Vor allem Kleinwagen sind in Deutschland gefragt

Peugeot, Nissan oder Fiat - besonders die Kleinwagensparten, auch die der ausländischen Hersteller, haben von der Abwrackprämie profitiert. Im laufenden Jahr werden aber die ausländischen Automarken nach Ansicht des VDIK Marktanteile verlieren. Statt über 40 Prozent bedienen sie nur noch knapp 36 Prozent des Marktes und liegen damit knapp über dem Wert von 2008. Somit seien die Verkaufsraten 2009 ein einmaliger Ausreißer nach oben gewesen, meint der VDIK. Mittelfristig traut der Verband den Importeuren Marktanteile auf dem aktuellen Niveau zu.

Die Verbraucher werden weiterhin auf umweltfreundliche, kleinere Fahrzeugen nachfragen, davon ist Lange überzeugt. "In diesen Segmenten sind wir traditionell gut aufgestellt und werden die Chancen auch zu nutzen wissen", sagte er. Sollte sich dieser Trend verfestigen, könnten die Importeure ihren Marktanteil möglicherweise schon 2011 etwas ausbauen.

Nutzfahrzeuge wieder gefragt

Auch vom deutschen Nutzfahrzeugmarkt gibt es gute Nachrichten. Im laufenden Jahr hat er sich deutlich vom tiefen Absturz im Krisenjahr 2009 erholt, aber noch nicht wieder das langjährige Durchschnittsniveau erreicht. Der VDIK erwartet 2010 gut 280.000 Zulassungen von Transportern, Lastwagen oder Zugmaschinen. Im kommenden Jahr werde der Durchschnitt wieder übertroffen, prognostizierte Lange. Er rechnet mit einem Plus von sechs Prozent.
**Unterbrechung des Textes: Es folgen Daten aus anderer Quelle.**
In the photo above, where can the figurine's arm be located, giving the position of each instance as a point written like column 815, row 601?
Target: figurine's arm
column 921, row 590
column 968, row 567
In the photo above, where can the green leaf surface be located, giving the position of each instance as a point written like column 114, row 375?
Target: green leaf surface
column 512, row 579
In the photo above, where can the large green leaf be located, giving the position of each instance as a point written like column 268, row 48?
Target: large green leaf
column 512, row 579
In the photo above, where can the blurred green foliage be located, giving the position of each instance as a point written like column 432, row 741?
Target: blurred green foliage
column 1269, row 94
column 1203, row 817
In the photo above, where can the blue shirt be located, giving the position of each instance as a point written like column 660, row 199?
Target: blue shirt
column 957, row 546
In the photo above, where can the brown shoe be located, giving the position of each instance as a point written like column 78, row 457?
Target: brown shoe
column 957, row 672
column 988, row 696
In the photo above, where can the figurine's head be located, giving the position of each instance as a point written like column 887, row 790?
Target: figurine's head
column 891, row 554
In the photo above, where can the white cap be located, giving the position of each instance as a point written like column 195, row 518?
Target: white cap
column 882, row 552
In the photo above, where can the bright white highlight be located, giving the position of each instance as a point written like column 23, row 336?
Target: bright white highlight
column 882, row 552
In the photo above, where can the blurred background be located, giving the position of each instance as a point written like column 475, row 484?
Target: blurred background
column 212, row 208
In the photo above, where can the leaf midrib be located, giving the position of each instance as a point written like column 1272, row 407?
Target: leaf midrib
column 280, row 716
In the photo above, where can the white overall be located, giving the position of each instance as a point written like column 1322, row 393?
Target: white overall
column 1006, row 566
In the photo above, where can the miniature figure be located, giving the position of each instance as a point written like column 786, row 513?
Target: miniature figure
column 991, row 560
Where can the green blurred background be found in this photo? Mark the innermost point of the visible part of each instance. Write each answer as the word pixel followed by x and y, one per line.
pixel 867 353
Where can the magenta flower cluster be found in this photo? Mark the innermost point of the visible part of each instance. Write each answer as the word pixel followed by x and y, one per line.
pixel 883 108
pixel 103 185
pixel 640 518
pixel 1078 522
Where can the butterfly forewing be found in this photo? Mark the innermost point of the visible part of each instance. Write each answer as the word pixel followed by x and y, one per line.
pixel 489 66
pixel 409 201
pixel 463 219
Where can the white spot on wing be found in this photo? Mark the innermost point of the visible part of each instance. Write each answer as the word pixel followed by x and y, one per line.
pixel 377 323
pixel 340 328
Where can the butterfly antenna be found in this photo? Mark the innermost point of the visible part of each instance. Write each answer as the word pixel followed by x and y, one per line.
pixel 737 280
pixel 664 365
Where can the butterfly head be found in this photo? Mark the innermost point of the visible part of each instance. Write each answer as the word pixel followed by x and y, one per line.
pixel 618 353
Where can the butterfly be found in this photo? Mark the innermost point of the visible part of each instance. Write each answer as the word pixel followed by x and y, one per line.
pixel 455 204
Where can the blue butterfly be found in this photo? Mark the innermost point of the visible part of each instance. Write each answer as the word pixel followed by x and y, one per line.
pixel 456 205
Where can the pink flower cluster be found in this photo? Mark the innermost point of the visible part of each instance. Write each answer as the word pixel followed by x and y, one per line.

Elektroautos brauchen staatlichen Schubs

Die vielgepriesene automobile Zukunft, nämlich Elektroautos, brauchen staatliche Subventionen, um eine Chance bei deutschen Autokäufern zu haben. Ohne Staatsunterstützung wird die Bundesregierung ihr 2020 eine Million E-Fahrzeuge auf der Straße zu haben, nicht erreichen, meint VDIK-Präsident Volker Lange. Bislang müssen sie mit Mehrkosten in Höhe von rund 15.000 Euro rechnen, wenn sie aus der Steckdose tanken wollen. Die ausländischen Hersteller haben bereits begonnen Elektroautos in Serie zu fertigen. Mit dem Jahreswechsel kommen mehrere dieser Stromer auf den deutschen Markt. Allerdings werden nach Lange wohl nur rund 2500 verkauft. Deutsche Autobauer hinken der Entwicklung hinterher und planen erst 2013 die Serienfertigung von E-Autos aufzunehmen.